Fresh off killing scores of civilians in an airstrike on the Yemeni capital city of Sanaa, Saudi Arabia has declared victory in their ongoing war against the Houthis, insisting the military objectives of “Operation Decisive Storm” have all been achieved.
For those keeping track, the initially stated goal was to reinstall former President Hadi, who is still living in exile in Riyadh. In the three weeks of strikes, hundreds of civilians have been killed, humanitarian resources are in short supply everywhere, Houthi forces are still contesting Aden with Hadi forces, and al-Qaeda has taken considerable territory in the east.

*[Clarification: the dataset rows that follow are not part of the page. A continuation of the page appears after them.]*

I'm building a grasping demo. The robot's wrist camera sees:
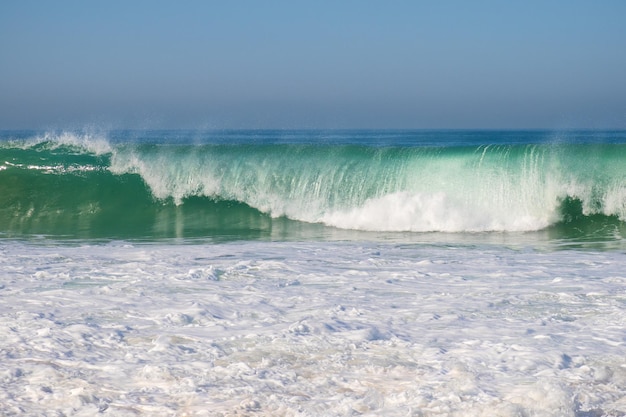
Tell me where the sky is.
[0,0,626,129]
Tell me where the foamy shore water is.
[0,241,626,417]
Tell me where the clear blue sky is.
[0,0,626,129]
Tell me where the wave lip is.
[0,133,626,236]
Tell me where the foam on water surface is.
[0,241,626,417]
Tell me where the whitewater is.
[0,131,626,417]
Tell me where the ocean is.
[0,129,626,417]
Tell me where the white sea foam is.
[9,131,113,155]
[0,241,626,417]
[321,192,558,232]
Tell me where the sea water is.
[0,131,626,417]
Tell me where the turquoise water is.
[0,131,626,417]
[0,131,626,242]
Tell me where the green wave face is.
[0,132,626,238]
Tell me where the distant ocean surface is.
[0,130,626,417]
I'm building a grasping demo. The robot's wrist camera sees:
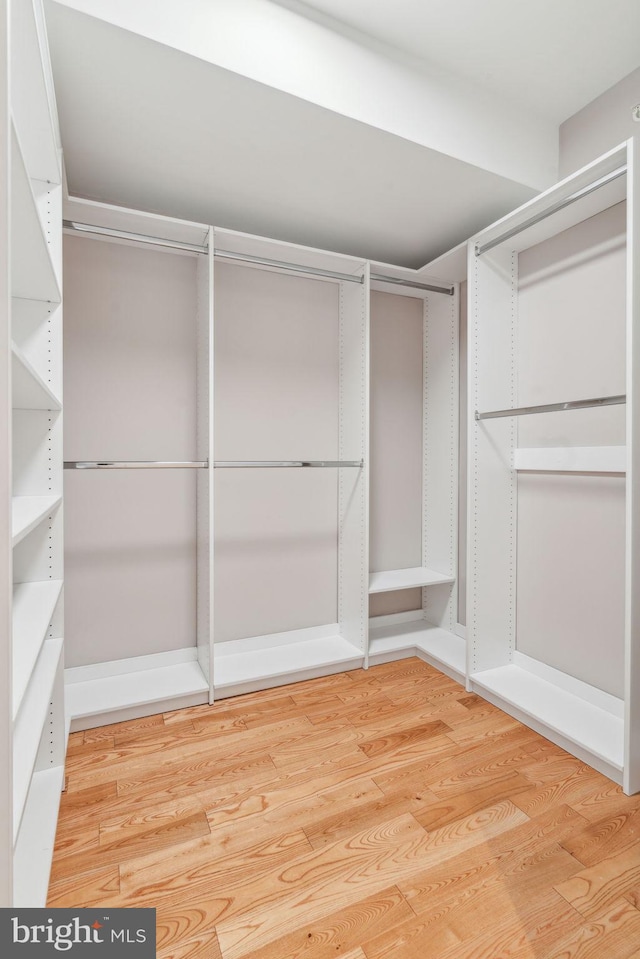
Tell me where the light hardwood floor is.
[49,659,640,959]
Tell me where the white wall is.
[369,292,423,616]
[64,237,196,666]
[560,68,640,177]
[214,263,339,643]
[50,0,558,189]
[517,203,626,696]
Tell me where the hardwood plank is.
[358,721,451,759]
[571,777,640,822]
[157,930,222,959]
[216,803,525,959]
[235,886,414,959]
[514,765,599,816]
[555,846,640,920]
[99,796,210,848]
[68,718,317,792]
[414,770,531,830]
[120,829,311,904]
[51,812,210,882]
[50,660,640,959]
[47,866,120,909]
[562,809,640,866]
[84,713,164,743]
[540,899,640,959]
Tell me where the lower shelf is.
[13,766,64,909]
[65,656,209,732]
[369,619,466,683]
[214,630,364,699]
[471,664,624,783]
[369,566,455,593]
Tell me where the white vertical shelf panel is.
[13,579,62,719]
[11,0,61,183]
[338,264,370,664]
[11,343,62,410]
[467,243,517,673]
[11,130,61,303]
[13,765,64,909]
[11,496,62,546]
[623,138,640,793]
[422,287,459,632]
[13,639,62,841]
[196,229,214,702]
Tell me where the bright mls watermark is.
[0,907,156,959]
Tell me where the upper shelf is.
[11,127,61,303]
[10,0,61,183]
[369,566,455,593]
[11,343,62,410]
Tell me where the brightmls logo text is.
[0,907,156,959]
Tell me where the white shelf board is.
[13,639,62,841]
[369,566,455,593]
[471,664,624,771]
[11,129,61,303]
[13,766,64,909]
[213,634,364,696]
[13,579,62,719]
[513,446,627,473]
[11,496,62,546]
[11,343,62,410]
[65,660,209,722]
[369,619,466,682]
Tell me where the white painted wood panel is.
[513,446,627,473]
[369,566,455,593]
[517,203,626,448]
[369,292,423,576]
[214,262,342,644]
[64,236,197,666]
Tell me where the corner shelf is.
[471,663,624,782]
[11,343,62,410]
[214,630,364,699]
[13,639,62,841]
[369,566,455,593]
[13,579,62,719]
[369,619,466,683]
[11,496,62,546]
[65,654,209,731]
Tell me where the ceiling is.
[292,0,640,123]
[47,0,640,267]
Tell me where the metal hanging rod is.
[63,220,364,283]
[476,164,627,256]
[62,220,209,254]
[63,220,453,296]
[213,460,364,469]
[213,250,364,283]
[64,460,364,470]
[371,273,454,296]
[475,393,627,420]
[64,460,209,470]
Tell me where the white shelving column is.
[467,141,640,793]
[0,0,66,906]
[369,274,465,682]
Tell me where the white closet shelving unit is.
[468,141,640,793]
[369,263,465,682]
[64,199,213,730]
[0,0,66,906]
[213,229,369,698]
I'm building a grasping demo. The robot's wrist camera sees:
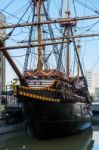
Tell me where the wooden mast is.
[77,40,80,79]
[36,0,42,70]
[0,41,24,81]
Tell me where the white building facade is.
[86,70,99,101]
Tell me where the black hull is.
[21,98,92,138]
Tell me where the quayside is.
[0,0,95,138]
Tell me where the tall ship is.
[0,0,95,138]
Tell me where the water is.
[0,127,99,150]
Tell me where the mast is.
[66,0,70,77]
[77,40,80,79]
[36,0,42,70]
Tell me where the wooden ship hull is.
[16,74,92,138]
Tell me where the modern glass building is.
[86,70,99,101]
[0,13,6,91]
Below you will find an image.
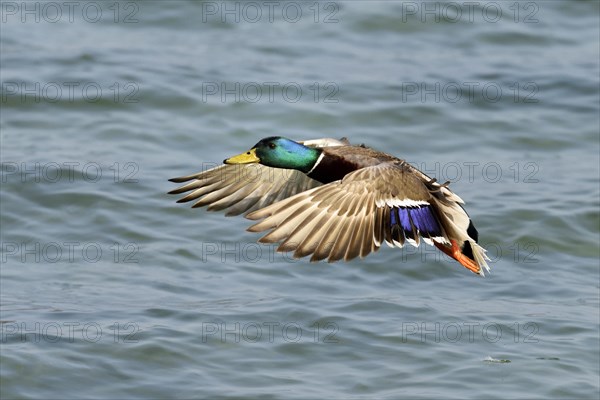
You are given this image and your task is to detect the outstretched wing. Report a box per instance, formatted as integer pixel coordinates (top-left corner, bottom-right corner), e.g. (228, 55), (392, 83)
(247, 162), (447, 262)
(169, 138), (348, 216)
(246, 162), (490, 273)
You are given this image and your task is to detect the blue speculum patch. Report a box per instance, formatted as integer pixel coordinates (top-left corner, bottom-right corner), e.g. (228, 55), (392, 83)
(390, 205), (442, 238)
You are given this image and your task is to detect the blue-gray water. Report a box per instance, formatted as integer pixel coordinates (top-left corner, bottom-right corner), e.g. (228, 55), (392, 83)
(0, 1), (600, 399)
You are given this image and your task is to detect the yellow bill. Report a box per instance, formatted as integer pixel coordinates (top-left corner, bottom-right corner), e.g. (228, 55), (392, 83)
(223, 149), (260, 164)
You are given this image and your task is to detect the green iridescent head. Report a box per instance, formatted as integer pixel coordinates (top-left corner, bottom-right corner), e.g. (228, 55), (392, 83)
(223, 136), (322, 172)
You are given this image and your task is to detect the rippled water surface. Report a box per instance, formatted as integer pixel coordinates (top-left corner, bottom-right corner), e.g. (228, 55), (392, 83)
(0, 1), (600, 399)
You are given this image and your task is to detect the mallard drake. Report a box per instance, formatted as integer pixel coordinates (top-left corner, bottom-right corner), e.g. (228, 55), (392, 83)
(169, 137), (489, 275)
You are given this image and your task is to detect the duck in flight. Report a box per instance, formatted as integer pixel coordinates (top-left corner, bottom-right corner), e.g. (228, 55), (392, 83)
(169, 136), (489, 275)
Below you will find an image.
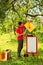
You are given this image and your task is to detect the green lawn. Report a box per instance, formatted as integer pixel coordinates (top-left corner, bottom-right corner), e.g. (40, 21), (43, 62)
(0, 32), (43, 65)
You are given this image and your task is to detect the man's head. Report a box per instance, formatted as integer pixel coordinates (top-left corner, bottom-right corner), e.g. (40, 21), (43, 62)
(18, 22), (22, 26)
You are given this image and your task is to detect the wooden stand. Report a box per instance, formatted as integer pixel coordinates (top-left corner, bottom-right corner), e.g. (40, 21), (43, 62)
(24, 34), (38, 58)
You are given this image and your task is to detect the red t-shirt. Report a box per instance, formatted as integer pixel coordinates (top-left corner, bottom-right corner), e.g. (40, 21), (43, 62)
(16, 25), (25, 40)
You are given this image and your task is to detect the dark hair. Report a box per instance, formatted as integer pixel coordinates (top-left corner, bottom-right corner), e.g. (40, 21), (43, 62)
(18, 22), (22, 25)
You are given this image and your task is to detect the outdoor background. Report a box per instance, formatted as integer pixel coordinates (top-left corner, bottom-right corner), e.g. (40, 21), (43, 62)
(0, 0), (43, 65)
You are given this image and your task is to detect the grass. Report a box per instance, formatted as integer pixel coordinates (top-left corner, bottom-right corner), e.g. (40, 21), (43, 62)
(0, 32), (43, 65)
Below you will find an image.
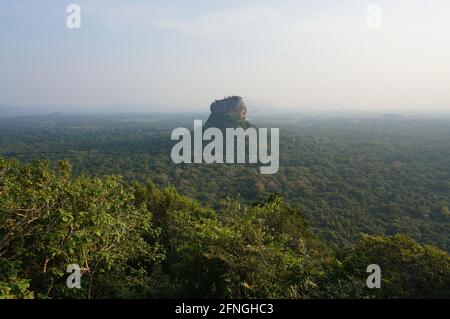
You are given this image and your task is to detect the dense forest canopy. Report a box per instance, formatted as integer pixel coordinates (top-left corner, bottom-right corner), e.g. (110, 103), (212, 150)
(0, 159), (450, 298)
(0, 114), (450, 251)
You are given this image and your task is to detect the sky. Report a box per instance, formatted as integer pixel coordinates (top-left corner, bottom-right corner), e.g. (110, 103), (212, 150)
(0, 0), (450, 112)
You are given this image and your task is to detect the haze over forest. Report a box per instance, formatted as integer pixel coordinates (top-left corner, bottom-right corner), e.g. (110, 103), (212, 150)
(0, 0), (450, 112)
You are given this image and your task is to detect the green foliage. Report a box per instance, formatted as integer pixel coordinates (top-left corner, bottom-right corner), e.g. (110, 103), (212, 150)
(0, 160), (159, 297)
(0, 159), (450, 298)
(325, 235), (450, 298)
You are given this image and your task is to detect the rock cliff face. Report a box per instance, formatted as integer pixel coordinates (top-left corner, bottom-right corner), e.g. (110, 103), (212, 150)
(205, 96), (250, 129)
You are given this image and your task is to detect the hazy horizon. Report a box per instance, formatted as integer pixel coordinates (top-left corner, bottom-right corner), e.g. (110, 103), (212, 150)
(0, 0), (450, 113)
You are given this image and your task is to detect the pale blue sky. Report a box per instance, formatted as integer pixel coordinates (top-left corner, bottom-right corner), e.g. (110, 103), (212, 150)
(0, 0), (450, 111)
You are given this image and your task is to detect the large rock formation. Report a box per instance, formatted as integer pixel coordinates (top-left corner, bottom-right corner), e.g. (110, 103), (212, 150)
(205, 96), (250, 129)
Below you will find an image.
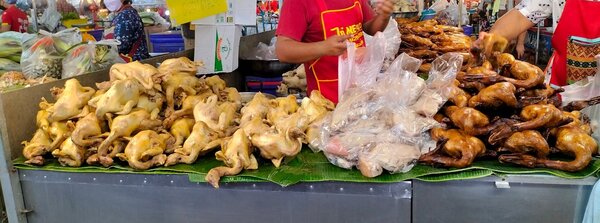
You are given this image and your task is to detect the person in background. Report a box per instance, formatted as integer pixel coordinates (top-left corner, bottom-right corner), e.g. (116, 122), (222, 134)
(56, 0), (77, 14)
(475, 0), (600, 86)
(275, 0), (394, 102)
(104, 0), (150, 61)
(0, 0), (29, 33)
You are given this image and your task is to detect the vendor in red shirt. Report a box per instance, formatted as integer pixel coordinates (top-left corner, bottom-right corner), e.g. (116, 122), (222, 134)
(0, 0), (29, 33)
(276, 0), (393, 103)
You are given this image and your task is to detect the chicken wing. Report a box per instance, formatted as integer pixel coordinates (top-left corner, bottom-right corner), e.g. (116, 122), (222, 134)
(52, 138), (87, 167)
(117, 130), (173, 170)
(92, 109), (162, 167)
(205, 129), (258, 188)
(165, 122), (221, 166)
(88, 79), (142, 119)
(47, 79), (96, 122)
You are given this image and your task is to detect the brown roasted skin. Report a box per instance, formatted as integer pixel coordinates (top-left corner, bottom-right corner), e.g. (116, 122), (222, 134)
(563, 96), (600, 111)
(464, 54), (545, 89)
(445, 106), (493, 136)
(419, 128), (486, 168)
(498, 130), (550, 158)
(469, 82), (518, 108)
(501, 111), (598, 172)
(448, 80), (471, 108)
(402, 34), (434, 47)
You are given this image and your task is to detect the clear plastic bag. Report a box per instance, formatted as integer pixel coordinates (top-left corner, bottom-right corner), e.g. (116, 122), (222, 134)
(21, 28), (81, 79)
(40, 1), (62, 31)
(560, 55), (600, 106)
(62, 40), (125, 78)
(322, 41), (462, 177)
(411, 53), (463, 117)
(338, 32), (387, 99)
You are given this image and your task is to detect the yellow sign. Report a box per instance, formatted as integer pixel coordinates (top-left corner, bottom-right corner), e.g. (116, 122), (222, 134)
(166, 0), (227, 24)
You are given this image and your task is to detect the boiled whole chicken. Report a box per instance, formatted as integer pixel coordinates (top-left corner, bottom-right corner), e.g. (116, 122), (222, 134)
(205, 129), (258, 188)
(117, 130), (173, 170)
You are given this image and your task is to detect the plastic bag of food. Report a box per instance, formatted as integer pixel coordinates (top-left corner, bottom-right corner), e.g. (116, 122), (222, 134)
(39, 1), (62, 31)
(411, 53), (463, 117)
(338, 32), (387, 99)
(0, 58), (21, 71)
(21, 28), (81, 79)
(560, 55), (600, 106)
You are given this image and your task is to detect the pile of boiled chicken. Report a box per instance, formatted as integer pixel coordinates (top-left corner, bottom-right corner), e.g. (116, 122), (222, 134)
(419, 36), (598, 172)
(23, 58), (334, 187)
(396, 17), (471, 73)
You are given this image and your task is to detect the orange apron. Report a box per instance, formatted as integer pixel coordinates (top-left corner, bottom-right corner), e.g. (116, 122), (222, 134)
(305, 0), (365, 103)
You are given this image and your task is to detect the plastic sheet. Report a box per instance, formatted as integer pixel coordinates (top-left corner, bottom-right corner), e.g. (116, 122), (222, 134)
(311, 34), (462, 177)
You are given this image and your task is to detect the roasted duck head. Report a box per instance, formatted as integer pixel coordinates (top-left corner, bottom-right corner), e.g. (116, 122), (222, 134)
(419, 128), (486, 168)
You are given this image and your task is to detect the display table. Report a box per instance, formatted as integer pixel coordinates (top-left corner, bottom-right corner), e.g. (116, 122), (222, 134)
(19, 170), (597, 223)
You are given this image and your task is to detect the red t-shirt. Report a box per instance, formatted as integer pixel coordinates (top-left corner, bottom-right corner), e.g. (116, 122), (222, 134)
(2, 5), (29, 33)
(275, 0), (374, 43)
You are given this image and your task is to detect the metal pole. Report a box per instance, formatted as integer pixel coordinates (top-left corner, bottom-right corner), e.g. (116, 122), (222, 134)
(458, 0), (464, 27)
(535, 23), (540, 65)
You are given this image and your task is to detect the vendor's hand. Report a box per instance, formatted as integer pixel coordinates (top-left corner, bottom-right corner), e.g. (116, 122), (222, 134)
(517, 44), (525, 59)
(319, 35), (352, 56)
(472, 32), (508, 58)
(375, 0), (394, 17)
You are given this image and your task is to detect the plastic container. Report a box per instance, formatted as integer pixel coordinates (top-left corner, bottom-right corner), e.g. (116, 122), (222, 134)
(150, 31), (185, 53)
(246, 76), (283, 95)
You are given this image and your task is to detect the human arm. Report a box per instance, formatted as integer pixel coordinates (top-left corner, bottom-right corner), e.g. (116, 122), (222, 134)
(0, 23), (10, 33)
(516, 31), (527, 59)
(275, 35), (351, 63)
(363, 0), (394, 36)
(0, 12), (12, 32)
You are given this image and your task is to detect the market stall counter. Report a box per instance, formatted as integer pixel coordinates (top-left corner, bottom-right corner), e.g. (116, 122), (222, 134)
(0, 44), (600, 222)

The declaration of victory and an end to the war doesn’t appear to mean an actual end to the war, however, as officials are announcing “Operation Renewal of Hope,” which will begin immediately, and will include military components. They’re describing it as an anti-terror operation, though the indications are that it will continue to focus on the Shi’ites, and not al-Qaeda.
Rather than a meaningful change in the nature of the war itself, it seems likely that what officials are doing is simply rebranding an unpopular war that has already created a huge humanitarian calamity into a new war with the same goals and participants, but which hasn’t gotten the bad reputation yet.
While officials are suggesting an “end” to the airstrikes, this may only be temporary, and the naval blockade keeping food out of the country seems set to continue.